While we did not represent any of the parties in these cases, our firm routinely represents whistleblowers in complex healthcare False Claims Act actions. If you are aware of fraud involving healthcare or government contracts, please contact us.

References

  1.  For another hospice case that rejected proof of liability and damages through statistical sampling, see U.S. ex rel. Michaels v. Agape Senior Cmty., Inc., No. CA 0:12-3466-JFA, 2015 WL 3903675 (D.S.C. June 25, 2015), order corrected, No. CA 0:12-3466-JFA, 2015 WL 4128919 (D.S.C. July 6, 2015), and aff’d in part, appeal dismissed in part sub nom. United States ex rel. Michaels v. Agape Senior Cmty., Inc., 848 F.3d 330 (4th Cir. 2017). The Michaels court certified its statistical sampling holding for interlocutory appeal, but the 4th Circuit dismissed that part of the appeal as improvidently granted. United States ex rel. Michaels v. Agape Senior Cmty., Inc., 848 F.3d 330, 340–41 (4th Cir. 2017).

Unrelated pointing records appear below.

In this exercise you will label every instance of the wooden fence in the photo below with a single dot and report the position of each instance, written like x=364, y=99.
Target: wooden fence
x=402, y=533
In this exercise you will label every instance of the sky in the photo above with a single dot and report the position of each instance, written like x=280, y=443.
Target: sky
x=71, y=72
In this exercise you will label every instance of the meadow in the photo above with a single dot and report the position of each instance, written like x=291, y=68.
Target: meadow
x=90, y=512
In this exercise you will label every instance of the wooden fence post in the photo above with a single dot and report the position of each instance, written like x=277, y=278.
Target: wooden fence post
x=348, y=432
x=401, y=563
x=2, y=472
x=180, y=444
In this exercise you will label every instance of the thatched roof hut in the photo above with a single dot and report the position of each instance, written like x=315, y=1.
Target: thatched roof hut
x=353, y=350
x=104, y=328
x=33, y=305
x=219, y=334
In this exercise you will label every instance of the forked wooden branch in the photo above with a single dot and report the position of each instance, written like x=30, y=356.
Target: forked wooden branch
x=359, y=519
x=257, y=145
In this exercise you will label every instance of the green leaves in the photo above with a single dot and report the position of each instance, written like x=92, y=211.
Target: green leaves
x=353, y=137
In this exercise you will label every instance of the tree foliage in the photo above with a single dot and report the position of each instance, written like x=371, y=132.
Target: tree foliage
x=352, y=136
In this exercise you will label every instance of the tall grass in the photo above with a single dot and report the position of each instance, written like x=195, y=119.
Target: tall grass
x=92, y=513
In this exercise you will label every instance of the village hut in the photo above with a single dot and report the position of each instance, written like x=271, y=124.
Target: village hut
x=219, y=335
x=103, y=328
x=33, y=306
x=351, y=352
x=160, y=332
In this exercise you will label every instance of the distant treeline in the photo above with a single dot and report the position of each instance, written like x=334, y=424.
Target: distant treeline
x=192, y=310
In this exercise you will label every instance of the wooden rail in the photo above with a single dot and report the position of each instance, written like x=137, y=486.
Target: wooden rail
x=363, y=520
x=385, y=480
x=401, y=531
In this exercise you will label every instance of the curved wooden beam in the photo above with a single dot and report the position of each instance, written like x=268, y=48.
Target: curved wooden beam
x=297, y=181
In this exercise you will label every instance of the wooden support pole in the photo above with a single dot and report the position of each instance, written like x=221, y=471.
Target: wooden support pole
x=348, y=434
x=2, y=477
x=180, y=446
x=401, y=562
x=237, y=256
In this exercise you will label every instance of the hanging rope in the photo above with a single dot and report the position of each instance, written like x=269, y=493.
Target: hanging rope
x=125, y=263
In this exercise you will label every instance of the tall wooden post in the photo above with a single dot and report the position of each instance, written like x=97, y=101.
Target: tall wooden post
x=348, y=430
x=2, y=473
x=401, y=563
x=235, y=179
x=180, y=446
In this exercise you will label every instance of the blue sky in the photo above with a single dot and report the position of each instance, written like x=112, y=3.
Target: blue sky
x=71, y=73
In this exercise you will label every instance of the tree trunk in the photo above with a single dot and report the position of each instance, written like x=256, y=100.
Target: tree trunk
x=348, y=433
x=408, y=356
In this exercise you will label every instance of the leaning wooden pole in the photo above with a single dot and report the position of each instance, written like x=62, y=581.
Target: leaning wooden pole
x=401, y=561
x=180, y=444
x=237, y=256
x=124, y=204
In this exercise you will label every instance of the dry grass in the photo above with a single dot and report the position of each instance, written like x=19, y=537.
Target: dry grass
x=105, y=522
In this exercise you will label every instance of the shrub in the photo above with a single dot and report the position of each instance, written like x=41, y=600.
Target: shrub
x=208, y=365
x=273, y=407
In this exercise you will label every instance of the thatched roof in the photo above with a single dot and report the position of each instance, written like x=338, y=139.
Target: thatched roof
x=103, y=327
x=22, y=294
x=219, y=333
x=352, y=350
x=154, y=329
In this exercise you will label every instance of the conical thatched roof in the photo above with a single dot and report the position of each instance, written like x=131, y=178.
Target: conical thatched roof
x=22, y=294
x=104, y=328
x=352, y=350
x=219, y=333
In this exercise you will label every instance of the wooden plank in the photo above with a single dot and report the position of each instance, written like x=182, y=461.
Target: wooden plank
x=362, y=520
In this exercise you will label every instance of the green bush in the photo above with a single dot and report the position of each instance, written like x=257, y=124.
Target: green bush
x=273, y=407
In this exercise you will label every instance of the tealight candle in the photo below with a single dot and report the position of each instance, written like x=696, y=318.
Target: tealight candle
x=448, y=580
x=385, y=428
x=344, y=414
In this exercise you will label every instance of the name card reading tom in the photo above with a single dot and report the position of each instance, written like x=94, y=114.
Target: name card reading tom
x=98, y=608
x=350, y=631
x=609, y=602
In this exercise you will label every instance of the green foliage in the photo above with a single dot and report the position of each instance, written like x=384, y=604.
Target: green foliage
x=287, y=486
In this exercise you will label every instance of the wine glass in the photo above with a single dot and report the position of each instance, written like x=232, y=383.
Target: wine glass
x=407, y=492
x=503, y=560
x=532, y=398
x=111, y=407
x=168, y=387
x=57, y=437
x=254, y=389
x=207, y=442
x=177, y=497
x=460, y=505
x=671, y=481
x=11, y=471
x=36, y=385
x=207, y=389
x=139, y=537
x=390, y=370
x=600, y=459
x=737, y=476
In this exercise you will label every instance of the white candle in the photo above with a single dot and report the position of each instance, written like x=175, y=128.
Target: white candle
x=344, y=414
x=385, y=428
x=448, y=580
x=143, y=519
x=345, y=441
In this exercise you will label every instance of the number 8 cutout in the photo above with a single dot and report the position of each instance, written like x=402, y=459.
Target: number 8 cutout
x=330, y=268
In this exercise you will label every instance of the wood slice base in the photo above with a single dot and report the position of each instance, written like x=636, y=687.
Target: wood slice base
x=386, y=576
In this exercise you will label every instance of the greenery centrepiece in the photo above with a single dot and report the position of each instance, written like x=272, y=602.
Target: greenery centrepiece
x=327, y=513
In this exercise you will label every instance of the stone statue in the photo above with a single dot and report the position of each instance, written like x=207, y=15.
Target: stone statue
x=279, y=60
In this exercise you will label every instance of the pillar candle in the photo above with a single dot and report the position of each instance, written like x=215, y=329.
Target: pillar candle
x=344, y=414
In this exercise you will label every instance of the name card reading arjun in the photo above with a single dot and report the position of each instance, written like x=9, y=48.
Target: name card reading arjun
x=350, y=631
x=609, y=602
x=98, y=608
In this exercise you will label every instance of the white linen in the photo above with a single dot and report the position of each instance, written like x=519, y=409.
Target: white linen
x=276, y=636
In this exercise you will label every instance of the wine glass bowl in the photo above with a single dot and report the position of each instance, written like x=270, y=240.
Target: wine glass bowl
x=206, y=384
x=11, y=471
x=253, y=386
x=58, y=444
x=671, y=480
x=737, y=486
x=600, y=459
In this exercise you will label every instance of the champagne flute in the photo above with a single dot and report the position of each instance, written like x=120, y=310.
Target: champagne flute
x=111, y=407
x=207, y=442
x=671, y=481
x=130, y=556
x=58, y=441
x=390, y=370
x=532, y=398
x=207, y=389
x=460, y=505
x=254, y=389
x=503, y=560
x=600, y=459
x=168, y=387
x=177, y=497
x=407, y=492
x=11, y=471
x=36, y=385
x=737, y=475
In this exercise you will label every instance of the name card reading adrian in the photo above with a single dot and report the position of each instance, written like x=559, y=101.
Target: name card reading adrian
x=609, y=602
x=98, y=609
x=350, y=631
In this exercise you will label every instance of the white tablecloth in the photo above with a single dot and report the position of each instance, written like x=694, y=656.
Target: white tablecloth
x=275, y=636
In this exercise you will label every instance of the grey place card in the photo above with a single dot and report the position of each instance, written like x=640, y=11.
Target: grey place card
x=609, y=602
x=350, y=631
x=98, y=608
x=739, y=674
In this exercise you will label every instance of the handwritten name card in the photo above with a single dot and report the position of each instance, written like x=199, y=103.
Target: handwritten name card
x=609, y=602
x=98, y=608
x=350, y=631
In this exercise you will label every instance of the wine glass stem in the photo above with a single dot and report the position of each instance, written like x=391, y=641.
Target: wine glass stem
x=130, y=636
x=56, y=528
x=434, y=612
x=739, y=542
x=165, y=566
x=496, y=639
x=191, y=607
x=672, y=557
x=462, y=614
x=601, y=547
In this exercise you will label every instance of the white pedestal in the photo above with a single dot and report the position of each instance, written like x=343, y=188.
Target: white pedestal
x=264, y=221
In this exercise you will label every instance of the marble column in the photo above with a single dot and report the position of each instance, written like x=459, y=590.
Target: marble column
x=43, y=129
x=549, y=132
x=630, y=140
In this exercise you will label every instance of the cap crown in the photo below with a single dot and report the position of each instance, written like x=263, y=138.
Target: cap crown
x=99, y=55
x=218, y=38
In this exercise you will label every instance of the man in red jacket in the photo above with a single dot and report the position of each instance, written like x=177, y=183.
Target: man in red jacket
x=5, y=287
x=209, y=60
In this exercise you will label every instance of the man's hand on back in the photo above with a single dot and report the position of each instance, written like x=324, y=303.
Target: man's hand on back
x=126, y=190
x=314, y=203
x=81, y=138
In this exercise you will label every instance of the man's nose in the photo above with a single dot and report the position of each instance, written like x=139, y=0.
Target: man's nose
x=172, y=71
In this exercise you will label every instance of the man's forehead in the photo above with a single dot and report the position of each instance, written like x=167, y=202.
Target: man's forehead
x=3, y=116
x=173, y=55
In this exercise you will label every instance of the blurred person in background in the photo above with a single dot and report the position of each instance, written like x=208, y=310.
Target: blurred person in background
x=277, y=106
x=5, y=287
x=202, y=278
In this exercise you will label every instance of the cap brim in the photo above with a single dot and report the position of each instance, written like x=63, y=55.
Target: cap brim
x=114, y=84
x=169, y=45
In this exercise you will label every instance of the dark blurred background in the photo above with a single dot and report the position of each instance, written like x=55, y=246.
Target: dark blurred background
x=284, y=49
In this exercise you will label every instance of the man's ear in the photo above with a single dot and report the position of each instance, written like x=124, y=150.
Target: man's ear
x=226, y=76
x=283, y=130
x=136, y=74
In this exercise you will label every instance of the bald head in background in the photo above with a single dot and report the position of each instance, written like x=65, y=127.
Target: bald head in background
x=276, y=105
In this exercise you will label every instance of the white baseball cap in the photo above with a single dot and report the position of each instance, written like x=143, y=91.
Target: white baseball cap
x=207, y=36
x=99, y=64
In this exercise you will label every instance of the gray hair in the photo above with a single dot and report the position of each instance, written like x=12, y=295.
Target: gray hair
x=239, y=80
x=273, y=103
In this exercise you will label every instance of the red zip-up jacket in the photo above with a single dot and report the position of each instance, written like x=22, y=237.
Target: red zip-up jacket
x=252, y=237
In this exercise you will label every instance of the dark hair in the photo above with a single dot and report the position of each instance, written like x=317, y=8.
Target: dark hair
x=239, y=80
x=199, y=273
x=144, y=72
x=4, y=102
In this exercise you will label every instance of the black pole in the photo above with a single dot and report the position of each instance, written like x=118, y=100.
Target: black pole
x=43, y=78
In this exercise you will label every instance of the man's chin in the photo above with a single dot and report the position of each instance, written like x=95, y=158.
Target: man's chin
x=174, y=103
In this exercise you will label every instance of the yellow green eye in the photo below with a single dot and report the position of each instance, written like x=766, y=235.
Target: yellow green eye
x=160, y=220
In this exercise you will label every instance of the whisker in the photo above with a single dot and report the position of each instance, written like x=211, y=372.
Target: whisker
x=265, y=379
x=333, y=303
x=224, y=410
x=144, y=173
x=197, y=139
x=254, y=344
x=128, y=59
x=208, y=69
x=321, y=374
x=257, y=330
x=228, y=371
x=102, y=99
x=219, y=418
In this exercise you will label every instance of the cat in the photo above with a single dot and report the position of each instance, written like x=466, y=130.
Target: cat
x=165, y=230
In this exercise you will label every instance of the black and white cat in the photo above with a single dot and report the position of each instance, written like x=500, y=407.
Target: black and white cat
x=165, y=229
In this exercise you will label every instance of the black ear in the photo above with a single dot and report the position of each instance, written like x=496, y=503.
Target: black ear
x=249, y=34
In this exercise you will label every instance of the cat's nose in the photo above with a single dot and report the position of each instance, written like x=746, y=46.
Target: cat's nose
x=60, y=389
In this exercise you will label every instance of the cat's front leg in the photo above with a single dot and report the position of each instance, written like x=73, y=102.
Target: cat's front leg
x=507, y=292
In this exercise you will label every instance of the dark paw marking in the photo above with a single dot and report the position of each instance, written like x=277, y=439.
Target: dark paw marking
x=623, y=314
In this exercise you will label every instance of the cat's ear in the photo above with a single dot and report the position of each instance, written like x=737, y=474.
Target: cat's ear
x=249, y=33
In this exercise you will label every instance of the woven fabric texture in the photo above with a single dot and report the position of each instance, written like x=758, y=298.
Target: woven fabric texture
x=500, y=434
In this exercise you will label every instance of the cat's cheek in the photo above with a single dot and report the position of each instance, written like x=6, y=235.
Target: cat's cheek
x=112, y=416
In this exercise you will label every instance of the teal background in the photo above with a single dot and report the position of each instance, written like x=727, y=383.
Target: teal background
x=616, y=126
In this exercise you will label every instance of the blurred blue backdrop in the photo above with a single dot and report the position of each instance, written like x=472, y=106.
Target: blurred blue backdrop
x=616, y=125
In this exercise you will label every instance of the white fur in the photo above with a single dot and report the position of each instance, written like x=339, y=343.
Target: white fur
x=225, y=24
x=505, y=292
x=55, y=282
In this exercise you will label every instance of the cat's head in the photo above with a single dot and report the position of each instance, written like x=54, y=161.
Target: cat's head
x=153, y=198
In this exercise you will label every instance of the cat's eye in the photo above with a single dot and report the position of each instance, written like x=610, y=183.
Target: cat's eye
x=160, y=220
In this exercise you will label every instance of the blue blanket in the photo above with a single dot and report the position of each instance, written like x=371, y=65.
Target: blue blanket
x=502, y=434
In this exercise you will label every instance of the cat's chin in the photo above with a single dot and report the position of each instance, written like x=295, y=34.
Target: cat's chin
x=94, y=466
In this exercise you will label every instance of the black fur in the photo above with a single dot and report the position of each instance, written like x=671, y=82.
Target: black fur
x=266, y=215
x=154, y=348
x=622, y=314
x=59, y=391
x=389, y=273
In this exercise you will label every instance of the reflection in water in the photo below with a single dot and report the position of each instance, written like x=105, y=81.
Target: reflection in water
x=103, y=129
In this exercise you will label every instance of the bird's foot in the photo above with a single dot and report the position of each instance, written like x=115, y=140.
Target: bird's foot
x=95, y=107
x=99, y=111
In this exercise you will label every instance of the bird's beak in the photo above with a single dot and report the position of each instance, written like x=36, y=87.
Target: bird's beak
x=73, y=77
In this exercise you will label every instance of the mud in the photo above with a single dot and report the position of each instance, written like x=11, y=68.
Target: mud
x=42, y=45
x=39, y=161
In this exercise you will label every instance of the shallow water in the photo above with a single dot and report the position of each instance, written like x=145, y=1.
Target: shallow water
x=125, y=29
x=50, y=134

  2.  The Wall court identified further problems with relator’s particular attempt to rely on sampling, including: her geriatrician’s testimony that “‘certainly you can’t extrapolate’ from how one physician assessed a patient’s eligibility [for hospice] to make conclusions about another physician”; her statisticians failure to select a random sample from the entire population; and, his failure to control for variables identified by the geriatrician. United States ex rel. Wall v. Vista Hospice Care, Inc., No. 3:07-CV-00604-M, 2016 WL 3449833, at *13–14 (N.D. Tex. June 20, 2016).